Turkey's parliament voted in a first round today to change the constitution to lift a ban on women students wearing the Muslim headscarf at university.
The secular establishment - which includes army generals, judges and university head - fears ending the ban would undermine the separation of state and religion, one of the founding principles of the modern Turkish republic.
Prime Minister Tayyip Erdogan, who heads the Islamist-rooted ruling AK Party, has pledged to uphold secularism but says he wants to allow the headscarf on the campus to boost religious and personal freedoms.
In the final vote of the first round, the planned amendment to the constitution to end the ban was approved by 404 parliamentarians to 92, easily exceeding the required two-thirds majority of 367.

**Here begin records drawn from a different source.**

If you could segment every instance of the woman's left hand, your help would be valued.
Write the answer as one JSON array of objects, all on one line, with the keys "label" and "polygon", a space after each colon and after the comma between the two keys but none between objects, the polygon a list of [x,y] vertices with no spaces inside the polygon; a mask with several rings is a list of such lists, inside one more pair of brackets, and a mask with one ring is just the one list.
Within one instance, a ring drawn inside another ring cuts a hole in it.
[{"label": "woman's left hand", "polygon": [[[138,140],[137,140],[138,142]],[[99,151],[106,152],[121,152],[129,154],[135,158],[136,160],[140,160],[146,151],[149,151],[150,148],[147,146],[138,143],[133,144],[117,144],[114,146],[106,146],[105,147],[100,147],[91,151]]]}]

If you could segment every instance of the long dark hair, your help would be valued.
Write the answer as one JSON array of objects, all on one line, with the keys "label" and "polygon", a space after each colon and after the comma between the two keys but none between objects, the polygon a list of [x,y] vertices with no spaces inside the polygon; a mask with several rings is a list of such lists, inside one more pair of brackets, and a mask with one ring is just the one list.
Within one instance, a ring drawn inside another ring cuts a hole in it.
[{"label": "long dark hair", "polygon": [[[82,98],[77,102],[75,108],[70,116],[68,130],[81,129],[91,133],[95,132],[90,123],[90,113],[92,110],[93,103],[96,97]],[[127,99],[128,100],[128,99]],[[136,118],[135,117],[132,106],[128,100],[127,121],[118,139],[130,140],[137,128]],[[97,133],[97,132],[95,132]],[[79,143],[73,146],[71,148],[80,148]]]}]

The amendment, sponsored by the AKP and the opposition MHP, is expected to be approved in a final round of voting on Saturday as both parties have more than the two-thirds majority in seats between them.
It is one of the most significant moves on religious issues in predominantly Muslim but secular Turkey since a military coup in 1980 that led to a crackdown on individual rights.
Two-thirds of Turkish women wear headscarves, and many stopped going to university after a ban on wearing them in public institutions was extended to universities in 1989.
But those opposed to lifting the ban fear that Turkey could eventually slide into Islamic sharia law as practiced in neighbouring Iran.